To get the iXBRL you’d request the file as you did before, but set the http Accept header to the application/xhtml+xml mime type.

On the PDF issue - I have no idea what PDF parser you’re using, nor have you mentioned which PDF, so I can’t help with that. (Aside from that we don’t do any PDF parsing ourselves currently either).

I’ve just checked a downloaded document which does have textual data (a Confirmation Statement - these are now usually machine-generated) and the PDF doesn’t seem to have much restricted (via Security) e.g. content can be copied etc.

If you search this forum there may be information on parsing of PDFs which could help you.

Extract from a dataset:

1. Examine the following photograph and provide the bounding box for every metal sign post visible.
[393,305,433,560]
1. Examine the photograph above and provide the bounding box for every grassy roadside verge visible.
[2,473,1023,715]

Thank you so much for all your efforts. If we can reciprocate in any way do let us know (not on this api - but anything else coding-related). We’ll try your suggested method(s).

Re. pdf parsers in general, typically they automate extraction from pdf. For what we need it didn’t seem worthwhile running OCR, even though we have code for that. A quick dirty method is exclude micro company accounts within CH and consider the rest. We were looking at financials just to segment out the smallest firms. The main goal was to confirm status=‘active’, get SIC and basic data like this, which we now have. I think under CompanyOverview there should also be website, to help differentiate two similar names, plus reception phone number.

Thanks to your help we’ve now managed to extract what we need from the source filings. We really appreciate your help. I wrote to Companies House suggesting they update their documentation.

For others reading please note: take the td tag and id, rather than the inline to extract data, then strip out as needed.